The Parallel Path
The conventional wisdom is to focus. Pick one thing. See it through. Ship it.
But I've found something counterintuitive: my best work happens when I'm juggling multiple projects at once.
Not multitasking—that's a myth. I mean having several ideas simmering on different burners. A side project here. An experiment there. Something half-built waiting in the wings.
The cross-pollination effect
Ideas don't exist in isolation. A pattern you discover building one thing becomes the solution you needed in another. The database schema from Project A unlocks the architecture for Project B. A design decision made in frustration becomes the foundation for something elegant elsewhere.
These connections aren't planned. They emerge when you give your mind enough threads to weave together.
Productive procrastination
You know the feeling. You've been staring at the same problem too long. You've tried everything. The code won't cooperate. The design feels wrong but you can't articulate why.
Walking away feels like giving up. But walking toward something else? That's productive procrastination—and it's underrated.
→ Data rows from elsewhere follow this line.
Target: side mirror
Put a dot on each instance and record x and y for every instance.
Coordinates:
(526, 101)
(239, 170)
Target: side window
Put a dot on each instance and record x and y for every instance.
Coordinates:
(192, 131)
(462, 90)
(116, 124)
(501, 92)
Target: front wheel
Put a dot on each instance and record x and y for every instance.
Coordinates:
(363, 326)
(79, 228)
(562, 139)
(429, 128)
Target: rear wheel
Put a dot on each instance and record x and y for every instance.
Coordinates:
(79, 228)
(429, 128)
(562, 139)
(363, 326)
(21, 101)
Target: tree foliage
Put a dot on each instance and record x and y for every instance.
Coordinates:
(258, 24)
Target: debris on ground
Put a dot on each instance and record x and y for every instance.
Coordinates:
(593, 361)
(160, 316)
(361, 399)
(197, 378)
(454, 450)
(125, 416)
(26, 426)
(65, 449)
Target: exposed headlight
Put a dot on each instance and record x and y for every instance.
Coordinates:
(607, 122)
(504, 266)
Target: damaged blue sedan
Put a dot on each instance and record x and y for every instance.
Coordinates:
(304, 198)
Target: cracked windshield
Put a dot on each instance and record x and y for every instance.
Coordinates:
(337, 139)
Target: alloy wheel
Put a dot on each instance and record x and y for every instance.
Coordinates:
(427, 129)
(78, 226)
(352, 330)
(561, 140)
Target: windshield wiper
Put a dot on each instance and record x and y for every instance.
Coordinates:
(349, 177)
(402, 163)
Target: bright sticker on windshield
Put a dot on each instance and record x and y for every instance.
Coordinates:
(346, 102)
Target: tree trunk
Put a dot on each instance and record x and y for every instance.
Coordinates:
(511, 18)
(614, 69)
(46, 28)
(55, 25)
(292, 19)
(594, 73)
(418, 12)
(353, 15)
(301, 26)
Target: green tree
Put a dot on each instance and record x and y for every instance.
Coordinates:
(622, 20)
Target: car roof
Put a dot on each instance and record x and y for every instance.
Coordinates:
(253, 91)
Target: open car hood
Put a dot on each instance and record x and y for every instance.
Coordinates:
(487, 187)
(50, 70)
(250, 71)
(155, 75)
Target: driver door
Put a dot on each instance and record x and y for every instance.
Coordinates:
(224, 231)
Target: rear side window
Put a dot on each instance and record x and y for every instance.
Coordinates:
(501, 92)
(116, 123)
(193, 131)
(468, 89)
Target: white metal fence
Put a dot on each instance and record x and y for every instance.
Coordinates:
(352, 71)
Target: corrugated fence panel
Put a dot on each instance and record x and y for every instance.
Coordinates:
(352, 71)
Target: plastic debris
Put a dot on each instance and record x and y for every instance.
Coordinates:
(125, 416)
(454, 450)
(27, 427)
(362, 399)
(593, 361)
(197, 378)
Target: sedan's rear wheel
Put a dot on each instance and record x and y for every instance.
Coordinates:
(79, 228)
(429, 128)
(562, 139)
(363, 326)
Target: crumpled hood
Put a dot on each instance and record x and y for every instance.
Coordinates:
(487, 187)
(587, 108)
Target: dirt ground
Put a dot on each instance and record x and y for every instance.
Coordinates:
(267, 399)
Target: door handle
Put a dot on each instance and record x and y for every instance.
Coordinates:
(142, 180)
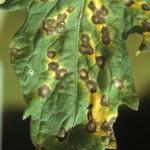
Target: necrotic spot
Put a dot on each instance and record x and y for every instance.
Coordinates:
(92, 86)
(104, 100)
(91, 126)
(60, 74)
(83, 74)
(100, 61)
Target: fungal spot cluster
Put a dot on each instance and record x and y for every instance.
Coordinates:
(60, 73)
(104, 100)
(145, 7)
(107, 127)
(57, 25)
(99, 15)
(146, 29)
(85, 47)
(100, 61)
(91, 125)
(90, 84)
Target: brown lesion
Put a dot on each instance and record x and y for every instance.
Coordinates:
(85, 45)
(98, 14)
(101, 119)
(146, 36)
(57, 24)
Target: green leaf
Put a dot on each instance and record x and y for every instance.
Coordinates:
(72, 62)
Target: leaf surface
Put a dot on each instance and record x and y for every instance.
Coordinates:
(72, 62)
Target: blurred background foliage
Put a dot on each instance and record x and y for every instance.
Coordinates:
(13, 100)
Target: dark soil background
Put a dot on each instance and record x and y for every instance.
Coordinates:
(132, 129)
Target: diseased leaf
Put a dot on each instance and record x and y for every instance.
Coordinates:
(74, 69)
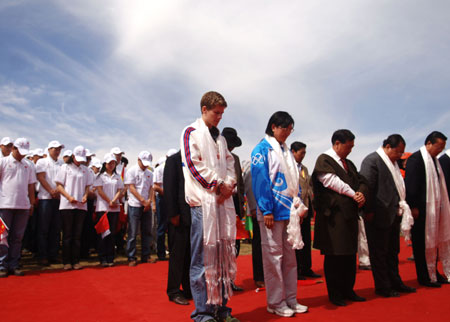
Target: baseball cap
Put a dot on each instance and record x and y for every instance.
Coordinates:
(109, 157)
(55, 144)
(6, 140)
(116, 150)
(23, 145)
(79, 153)
(146, 158)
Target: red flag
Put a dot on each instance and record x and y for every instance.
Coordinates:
(102, 227)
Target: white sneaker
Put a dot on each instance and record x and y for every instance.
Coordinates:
(298, 308)
(281, 311)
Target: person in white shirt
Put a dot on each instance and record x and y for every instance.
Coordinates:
(139, 181)
(5, 147)
(73, 181)
(49, 219)
(109, 187)
(16, 203)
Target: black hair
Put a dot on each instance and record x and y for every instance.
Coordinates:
(394, 140)
(295, 146)
(342, 136)
(434, 136)
(279, 119)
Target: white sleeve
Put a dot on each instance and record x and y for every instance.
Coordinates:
(333, 182)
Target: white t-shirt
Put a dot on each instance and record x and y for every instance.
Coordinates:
(75, 180)
(51, 168)
(15, 176)
(142, 180)
(110, 186)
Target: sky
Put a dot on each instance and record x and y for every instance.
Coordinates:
(105, 73)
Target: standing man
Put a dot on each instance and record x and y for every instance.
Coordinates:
(303, 255)
(5, 147)
(139, 181)
(427, 196)
(383, 214)
(339, 190)
(210, 179)
(17, 180)
(179, 215)
(49, 220)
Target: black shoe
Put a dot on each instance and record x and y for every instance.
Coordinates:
(430, 284)
(356, 298)
(16, 272)
(179, 299)
(405, 289)
(338, 302)
(387, 293)
(441, 279)
(236, 288)
(310, 273)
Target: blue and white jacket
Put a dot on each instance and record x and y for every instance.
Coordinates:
(269, 182)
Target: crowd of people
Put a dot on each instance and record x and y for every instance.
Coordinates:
(200, 192)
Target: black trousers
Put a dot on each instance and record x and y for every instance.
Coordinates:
(179, 261)
(384, 247)
(105, 246)
(340, 275)
(418, 241)
(72, 220)
(303, 255)
(258, 271)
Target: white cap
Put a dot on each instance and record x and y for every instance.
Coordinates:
(95, 162)
(79, 153)
(23, 145)
(38, 152)
(109, 157)
(6, 140)
(89, 153)
(171, 152)
(116, 150)
(55, 144)
(146, 158)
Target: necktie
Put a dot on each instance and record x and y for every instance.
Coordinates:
(344, 163)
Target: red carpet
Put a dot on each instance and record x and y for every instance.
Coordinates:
(125, 293)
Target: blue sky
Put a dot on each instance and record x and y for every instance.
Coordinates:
(131, 73)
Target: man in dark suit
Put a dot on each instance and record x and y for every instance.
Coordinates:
(303, 255)
(179, 215)
(445, 164)
(339, 190)
(383, 215)
(416, 196)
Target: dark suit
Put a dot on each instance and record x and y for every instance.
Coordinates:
(383, 230)
(303, 255)
(336, 227)
(416, 196)
(180, 252)
(445, 164)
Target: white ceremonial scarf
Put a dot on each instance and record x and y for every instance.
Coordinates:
(290, 170)
(437, 223)
(405, 211)
(219, 223)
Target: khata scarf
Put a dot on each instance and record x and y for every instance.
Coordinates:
(289, 167)
(219, 223)
(405, 211)
(437, 235)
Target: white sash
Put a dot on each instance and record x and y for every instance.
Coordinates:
(407, 220)
(437, 237)
(290, 170)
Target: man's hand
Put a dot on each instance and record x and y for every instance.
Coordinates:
(268, 221)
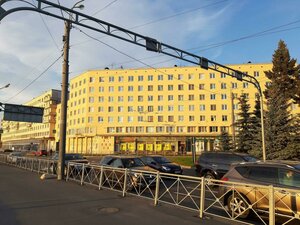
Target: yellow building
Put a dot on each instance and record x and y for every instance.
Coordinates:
(155, 110)
(138, 110)
(33, 136)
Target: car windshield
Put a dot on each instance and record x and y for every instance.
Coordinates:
(250, 159)
(73, 157)
(132, 162)
(161, 160)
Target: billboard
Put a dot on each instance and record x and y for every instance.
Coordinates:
(23, 113)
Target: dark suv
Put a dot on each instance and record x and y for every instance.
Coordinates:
(214, 165)
(243, 199)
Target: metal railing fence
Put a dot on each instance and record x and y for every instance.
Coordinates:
(247, 203)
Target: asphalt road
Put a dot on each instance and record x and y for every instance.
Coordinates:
(25, 199)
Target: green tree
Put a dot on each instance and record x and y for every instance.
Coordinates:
(225, 142)
(243, 125)
(256, 142)
(281, 132)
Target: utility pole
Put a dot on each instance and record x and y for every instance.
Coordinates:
(232, 118)
(64, 102)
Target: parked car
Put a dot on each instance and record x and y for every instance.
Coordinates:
(69, 157)
(214, 165)
(14, 156)
(41, 153)
(161, 164)
(279, 174)
(130, 162)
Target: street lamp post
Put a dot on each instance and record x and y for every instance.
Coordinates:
(6, 86)
(64, 95)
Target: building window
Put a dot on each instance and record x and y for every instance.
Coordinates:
(150, 77)
(191, 97)
(191, 87)
(223, 96)
(202, 129)
(140, 78)
(224, 107)
(110, 108)
(111, 79)
(130, 78)
(213, 107)
(140, 98)
(180, 98)
(234, 85)
(150, 98)
(201, 76)
(213, 129)
(170, 98)
(213, 96)
(130, 98)
(140, 88)
(245, 85)
(160, 87)
(180, 108)
(130, 88)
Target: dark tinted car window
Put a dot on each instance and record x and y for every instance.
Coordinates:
(132, 162)
(265, 174)
(105, 160)
(117, 163)
(249, 158)
(161, 160)
(243, 170)
(289, 178)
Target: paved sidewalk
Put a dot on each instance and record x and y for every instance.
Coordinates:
(25, 199)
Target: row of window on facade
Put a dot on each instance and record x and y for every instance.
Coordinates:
(169, 87)
(151, 98)
(149, 78)
(151, 109)
(161, 119)
(169, 129)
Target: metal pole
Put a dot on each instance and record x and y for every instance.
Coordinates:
(262, 126)
(64, 102)
(271, 206)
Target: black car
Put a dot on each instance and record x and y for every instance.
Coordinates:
(214, 165)
(138, 172)
(161, 164)
(69, 157)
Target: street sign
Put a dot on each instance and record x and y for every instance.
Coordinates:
(23, 113)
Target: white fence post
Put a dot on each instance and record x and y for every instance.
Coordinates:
(271, 206)
(202, 197)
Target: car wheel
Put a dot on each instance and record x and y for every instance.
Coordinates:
(209, 175)
(238, 206)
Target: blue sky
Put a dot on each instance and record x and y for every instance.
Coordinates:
(30, 43)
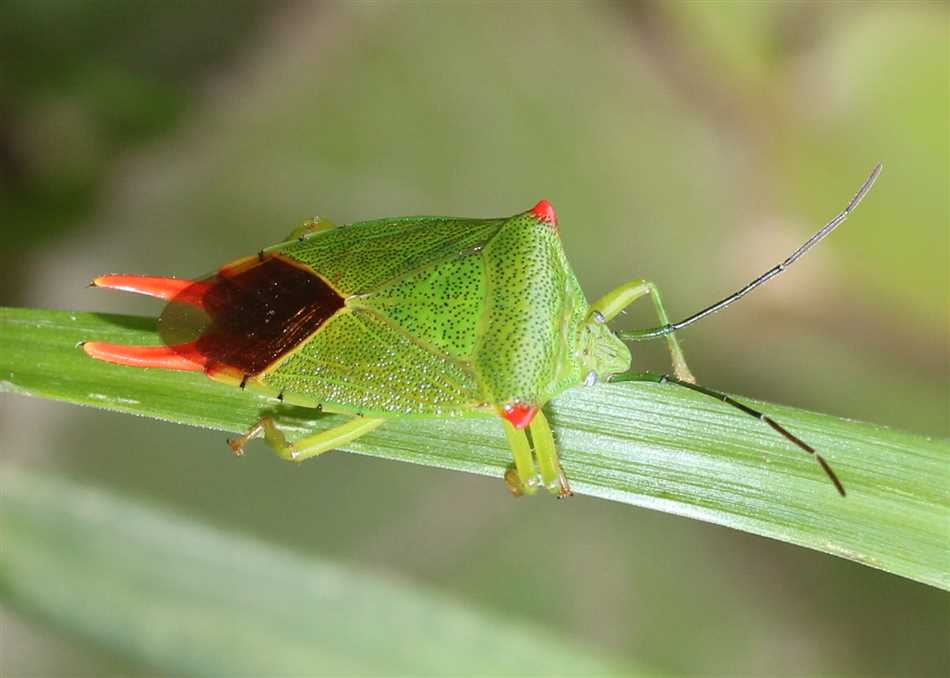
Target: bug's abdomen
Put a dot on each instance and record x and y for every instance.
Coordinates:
(251, 315)
(519, 345)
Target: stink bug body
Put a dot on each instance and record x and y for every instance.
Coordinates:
(415, 317)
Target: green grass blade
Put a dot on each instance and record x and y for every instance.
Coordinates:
(186, 599)
(651, 445)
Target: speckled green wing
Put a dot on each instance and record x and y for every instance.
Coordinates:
(367, 256)
(414, 289)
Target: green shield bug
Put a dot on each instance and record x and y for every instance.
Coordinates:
(417, 317)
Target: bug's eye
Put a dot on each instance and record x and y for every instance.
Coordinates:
(544, 212)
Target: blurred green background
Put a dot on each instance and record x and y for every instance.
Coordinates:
(694, 144)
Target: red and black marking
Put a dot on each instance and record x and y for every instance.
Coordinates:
(241, 320)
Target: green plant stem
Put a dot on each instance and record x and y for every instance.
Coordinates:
(650, 445)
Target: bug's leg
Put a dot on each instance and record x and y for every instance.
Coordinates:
(522, 478)
(310, 227)
(761, 416)
(307, 447)
(617, 299)
(545, 451)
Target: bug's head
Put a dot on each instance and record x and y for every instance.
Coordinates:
(601, 352)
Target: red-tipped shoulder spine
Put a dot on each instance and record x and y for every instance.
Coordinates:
(519, 415)
(544, 212)
(180, 357)
(169, 289)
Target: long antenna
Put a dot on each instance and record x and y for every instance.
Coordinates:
(761, 416)
(663, 330)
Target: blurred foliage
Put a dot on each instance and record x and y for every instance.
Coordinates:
(84, 82)
(691, 143)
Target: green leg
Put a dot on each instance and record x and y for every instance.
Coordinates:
(310, 227)
(307, 447)
(546, 452)
(617, 299)
(521, 478)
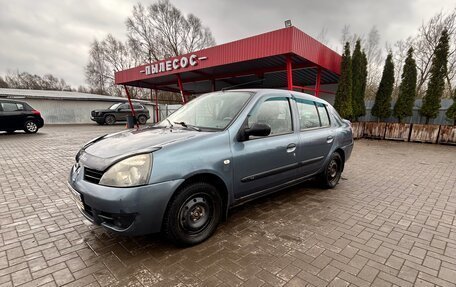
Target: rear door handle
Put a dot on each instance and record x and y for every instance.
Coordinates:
(291, 147)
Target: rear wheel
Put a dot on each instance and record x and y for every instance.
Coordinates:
(142, 119)
(333, 171)
(110, 120)
(30, 127)
(193, 214)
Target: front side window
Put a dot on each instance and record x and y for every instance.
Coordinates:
(308, 114)
(9, 107)
(275, 112)
(124, 107)
(211, 111)
(114, 106)
(324, 118)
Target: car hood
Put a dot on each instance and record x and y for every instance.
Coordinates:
(102, 152)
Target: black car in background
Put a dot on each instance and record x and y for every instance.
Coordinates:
(119, 112)
(17, 115)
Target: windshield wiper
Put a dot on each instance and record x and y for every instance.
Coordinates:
(170, 123)
(188, 126)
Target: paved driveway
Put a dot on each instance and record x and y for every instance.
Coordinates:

The guilt is misplaced. You're not avoiding work. You're working on a different front. Progress is still being made, just not where you expected. The project you "should" be finishing is quietly benefiting from your apparent distraction.
And when you return—days, weeks, sometimes months later—you bring fresh eyes. The problem looks different. Not because it changed, but because you did.
The blocker that dissolves
Some obstacles can't be overcome head-on. They require a skill you haven't developed, a perspective you haven't gained, a tool you haven't discovered.
Working on something else is how you acquire these things without realizing it. The blocker that stopped Project A in March becomes trivial in October—not because you researched solutions, but because Project C taught you something you didn't know you needed to learn.
Finishing matters. But so does the circuitous path that gets you there. Sometimes the fastest way forward is sideways.